Gazeteciler sormuşlar:
“Rakka’dan bahsettiniz. Türk askerinin
Rakka’ya doğru gitmesi söz konusu mu?”
Cevap vermiş. Aynen aktarıyorum:
“… Obama, özellikle Rakka konusunda beraber bir şeyler yapmak istiyor. Biz de,‘Askerlerimiz bir araya gelsinler, ne gerekiyorsa bu yapılır’ dedik. Burada ABD’nin tavrı belirleyici olacak. Ancak, biz artık bölgede var olduğumuzu göstermekdurumundayız…”
Ne demek bu?
Ne denmişti?
Cerablus operasyonu ile Suriye sınırındaki IŞİD varlığını temizlemek. IŞİD’e militan akışının önünü kesmek; Kilis’e düşen roketleri önlemek hedefleniyor.
Bu resmi açıklamaydı. Cumhuriyet ve “görevlerinin iktidara alkış tutmak olmadığını unutmamış meslektaşlar” altını çizdiler.
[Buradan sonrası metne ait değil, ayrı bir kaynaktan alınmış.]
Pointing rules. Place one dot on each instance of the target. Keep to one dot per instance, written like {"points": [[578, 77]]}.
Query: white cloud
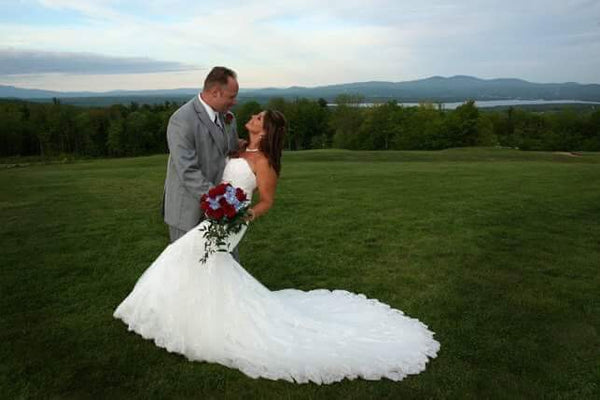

Bir: Bu operasyon öncelikle egemen bir ülkenin topraklarına askeri güç yollamaktır. O ülkenin iktidarı ne kadar zalim, ne kadar kendi halkına acımayan, çürümüş bir ideolojinin (BAAS) sahibi olursa olsun. Suriye egemen bir ülkedir.
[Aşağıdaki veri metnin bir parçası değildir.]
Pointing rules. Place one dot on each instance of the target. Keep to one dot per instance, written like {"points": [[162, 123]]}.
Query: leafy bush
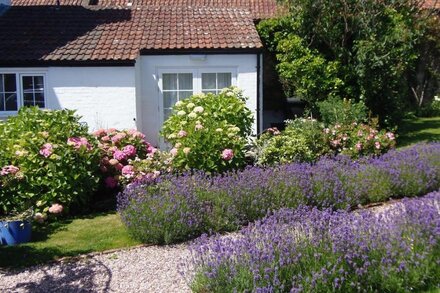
{"points": [[47, 157], [118, 149], [358, 140], [176, 208], [302, 140], [342, 111], [209, 132], [307, 250]]}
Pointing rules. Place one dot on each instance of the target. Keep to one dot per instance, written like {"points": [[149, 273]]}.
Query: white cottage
{"points": [[125, 67]]}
Bu değerlendirmeye kulak asan olmayacaktı ve olmadı.
İki: Cerablus operasyonunun hedefinin IŞİD’le sınırlı olamayacağı vurgulandı. Aynı zamanda iktidarın resmen açıklamasa da Suriye’de fiilen ilan edilmiş; resmileşmesi ister istemez iç savaşın sonuna kalacak kantonların birleşip Suriye sınırı boyunca bir“Kürt şeridi” oluşmasını önleme hedefini de içerecektir.
Nitekim öyle oldu. Cerablus’un ardından ikinci bir cephe açıldı ve TSK’nin zırhlı güçleri Çobanbey’e de girdiler ve güney yönünde ilerlemeye başladılar. Hedefin El Bab olduğu resmen dile getirildi. Böylece Kobane kantonu ile Afrin kantonlarının sınır boyundan değil, güneyden bağlanması hesabının da önü kesilecekti. El Bab hedefine ulaşılırsa bu büyük ölçüde sağlanmış olur.
Cumhurbaşkanı’nın “uçak açıklamaları”na bakılırsa şimdi bir adım daha atılıyor: Hedefte Rakka var. Hatta Cumhurbaşkanı’nın sözlerinin satır aralarını okursakMusul da var.
Yani hem Suriye, hem Irak…
Konuya ilgi duyuyorsanız Suriye ve Irak’ı birlikte gösteren haritaları önünüze açıp bakın. Askeri ya da jeopolitik uzmanı olmak gerekmiyor. Bu adım(lar) Türkiye’nin sınırlarını koruma gerekçesine dayanan bir askeri operasyonun çok ötesine taşıyor. Egemen bir ülkenin toprakları üstünde bir başka egemenliğe dönüşüyor.
Hani “Yav, eliniz değmişken Cerablus, El Bab, Rakka ile yetinmeyin, Suriye’de Halep ve Şam’ı; Irak’ta altından petrol fışkıran Musul’u, hatta Bağdat’ı filan da hallediverin”diye dalga geçmek var.
Gel gör ki havadaki yoğun savaş kokusu, dalga geçmeye filan izin vermiyor…
Bence ürkmek, kaçınılmaz olarak savaşa evrilecek bu maceraya güçlü bir itiraz sesi yükseltmek gerek.